Google “independent, not owned by hospital, surgery center in [your area].”
For orthopedic procedures specifically, ask AI: “is there an Ortho Forum affiliate near [your area]?”
If you’ve already found an independent orthopedic practice for your consult (which you should - steer clear of the ones with a hospital logo on their website), just ask your orthopedist where the independent surgery center is that he personally uses.
If your surgeon happens to be hospital-employed, he’s going to schedule you at the hospital, and when you push back, he’ll walk you through all the reasons your particular risk profile is so special that, unlike normal patients, you can’t be operated on outside the hospital. Get a second opinion from a truly independent surgeon. That explanation is, more often than not, garbage.

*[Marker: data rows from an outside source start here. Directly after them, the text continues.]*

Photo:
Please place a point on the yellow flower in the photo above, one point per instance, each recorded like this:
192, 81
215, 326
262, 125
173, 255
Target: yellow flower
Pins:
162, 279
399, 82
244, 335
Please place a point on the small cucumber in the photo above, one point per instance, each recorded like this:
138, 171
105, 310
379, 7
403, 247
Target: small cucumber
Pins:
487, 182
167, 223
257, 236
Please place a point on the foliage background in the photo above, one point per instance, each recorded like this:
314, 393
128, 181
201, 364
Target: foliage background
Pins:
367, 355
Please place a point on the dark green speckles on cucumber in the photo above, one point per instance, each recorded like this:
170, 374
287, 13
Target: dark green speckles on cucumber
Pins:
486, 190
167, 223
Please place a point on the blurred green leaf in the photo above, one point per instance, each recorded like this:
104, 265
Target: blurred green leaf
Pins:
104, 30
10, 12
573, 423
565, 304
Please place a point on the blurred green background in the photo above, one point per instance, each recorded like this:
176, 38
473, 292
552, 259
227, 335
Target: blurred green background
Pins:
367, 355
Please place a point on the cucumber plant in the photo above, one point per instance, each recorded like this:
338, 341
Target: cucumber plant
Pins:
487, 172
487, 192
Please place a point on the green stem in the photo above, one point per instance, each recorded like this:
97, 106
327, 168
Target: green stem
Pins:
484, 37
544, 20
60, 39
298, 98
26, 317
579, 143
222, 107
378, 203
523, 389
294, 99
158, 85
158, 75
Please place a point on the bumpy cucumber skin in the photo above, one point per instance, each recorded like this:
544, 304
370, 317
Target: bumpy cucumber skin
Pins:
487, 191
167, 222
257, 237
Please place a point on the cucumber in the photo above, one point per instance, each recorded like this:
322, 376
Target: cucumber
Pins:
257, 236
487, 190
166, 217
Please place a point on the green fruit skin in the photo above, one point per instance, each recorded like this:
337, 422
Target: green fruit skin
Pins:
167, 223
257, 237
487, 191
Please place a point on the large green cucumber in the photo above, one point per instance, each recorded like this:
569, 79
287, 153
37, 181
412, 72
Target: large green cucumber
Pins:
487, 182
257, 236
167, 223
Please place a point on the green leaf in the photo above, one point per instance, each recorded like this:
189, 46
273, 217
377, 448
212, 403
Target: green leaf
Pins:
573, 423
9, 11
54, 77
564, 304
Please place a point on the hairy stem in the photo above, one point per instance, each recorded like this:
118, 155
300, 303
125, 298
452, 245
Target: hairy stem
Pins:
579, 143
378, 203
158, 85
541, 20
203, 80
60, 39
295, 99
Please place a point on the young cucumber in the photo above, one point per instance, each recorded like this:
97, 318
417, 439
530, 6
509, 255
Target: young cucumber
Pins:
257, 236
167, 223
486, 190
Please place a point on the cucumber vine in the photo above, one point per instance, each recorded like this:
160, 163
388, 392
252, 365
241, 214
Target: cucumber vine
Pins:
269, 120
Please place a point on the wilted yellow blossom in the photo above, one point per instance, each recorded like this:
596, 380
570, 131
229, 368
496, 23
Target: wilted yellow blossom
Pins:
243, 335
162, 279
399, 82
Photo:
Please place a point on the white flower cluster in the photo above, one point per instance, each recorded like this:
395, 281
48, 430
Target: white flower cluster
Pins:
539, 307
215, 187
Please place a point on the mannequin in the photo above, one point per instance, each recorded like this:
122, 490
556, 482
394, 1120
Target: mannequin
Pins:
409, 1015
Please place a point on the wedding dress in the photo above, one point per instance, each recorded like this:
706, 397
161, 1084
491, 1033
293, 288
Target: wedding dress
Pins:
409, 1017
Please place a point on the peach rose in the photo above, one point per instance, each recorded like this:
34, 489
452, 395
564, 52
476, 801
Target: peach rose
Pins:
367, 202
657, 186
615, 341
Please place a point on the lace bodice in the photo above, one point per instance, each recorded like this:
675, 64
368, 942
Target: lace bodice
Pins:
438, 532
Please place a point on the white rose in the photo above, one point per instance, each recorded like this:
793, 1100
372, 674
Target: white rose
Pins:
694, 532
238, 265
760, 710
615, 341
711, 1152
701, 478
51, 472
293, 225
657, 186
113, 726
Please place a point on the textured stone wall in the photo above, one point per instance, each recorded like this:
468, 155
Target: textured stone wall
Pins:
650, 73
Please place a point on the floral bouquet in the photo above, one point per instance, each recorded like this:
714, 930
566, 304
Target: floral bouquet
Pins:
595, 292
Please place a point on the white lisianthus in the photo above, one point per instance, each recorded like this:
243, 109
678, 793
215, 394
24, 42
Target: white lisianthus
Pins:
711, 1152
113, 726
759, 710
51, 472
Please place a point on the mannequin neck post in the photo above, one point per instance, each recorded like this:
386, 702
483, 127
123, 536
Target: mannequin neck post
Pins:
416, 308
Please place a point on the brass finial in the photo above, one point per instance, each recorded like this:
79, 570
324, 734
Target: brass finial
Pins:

If you want help finding the cash-pay option, a vendor like MDSave lets you shop surgeries, procedures, MRIs, and infusions for a transparent price. Use it to pay cash and submit to your plan afterward if you’d like - or just use it to find where the independent options near you actually are, then book there through your normal insurance if you’d rather not self-pay.
Infusions
Freestanding infusion centers are excellent for chemo and other infused drugs - like the ones treating rheumatoid arthritis, psoriasis, and other autoimmune conditions. They almost always take your insurance. Find one near you through the National Infusion Center Association locator.
Even better than a freestanding center: ask your health plan whether they’ll cover home infusion. It’s often dramatically cheaper and more convenient for a plan to send a nurse and the drug to your living room than to pay hospital or community oncology clinic rates. Search for a provider through the trade association’s directory.
So the pecking order is: home infusion first, freestanding infusion center second, and community oncology practice as your fallback if neither of the first two is available. Community oncology practices still tend to overcharge for the drug and its administration - but at least you’re not also paying hospital facility fees on top of it.
Imaging
MRI, CT, ultrasound, mammogram, DEXA scan, x-ray - whatever it is, stay away from a hospital system for it. Find a freestanding radiology facility instead. They’re usually named something like “[Your Town] Radiology,” or just ask AI to find the independent imaging center nearest you.
These places almost always take your insurance, and their cash price frequently beats whatever your plan is actually paying on your behalf. So if you’re still working through your deductible, don’t lead with your insurance card - say you’re self-pay, pay the cash rate, and submit the receipt to your plan afterward for deductible credit.
I also like RadiologyAssist.com for booking a cash-pay appointment at an independent facility near you - or just use it to identify where they’d send you, then book that same location through your insurance if you’d rather not pay cash upfront.
And if you do end up in a hospital and get hit with the bill you knew was coming, don’t just pay it. Go pull out my free playbook for outsmarting the medical billing trap and use every page of it.
We close our series with a review: the way to sustainably lower health care costs in this country isn’t a financing trick, a new middleman, or a better contract - those are all important whack-a-mole tricks staying one step ahead of the bad guys. The real solution is needing less health care - especially the kind that is bankrupting the U.S. and eating up almost half of every federal dollar.
That starts with living like a human, so fewer problems show up at all. When something’s wrong but it’s not an emergency - consider a partner in healing outside the white-coat paradigm. And when you truly need conventional care, get it anywhere except the Soviet-style hellscape on the tax-free real estate down the street, profiting from lifelong patients while pretending to be a charity.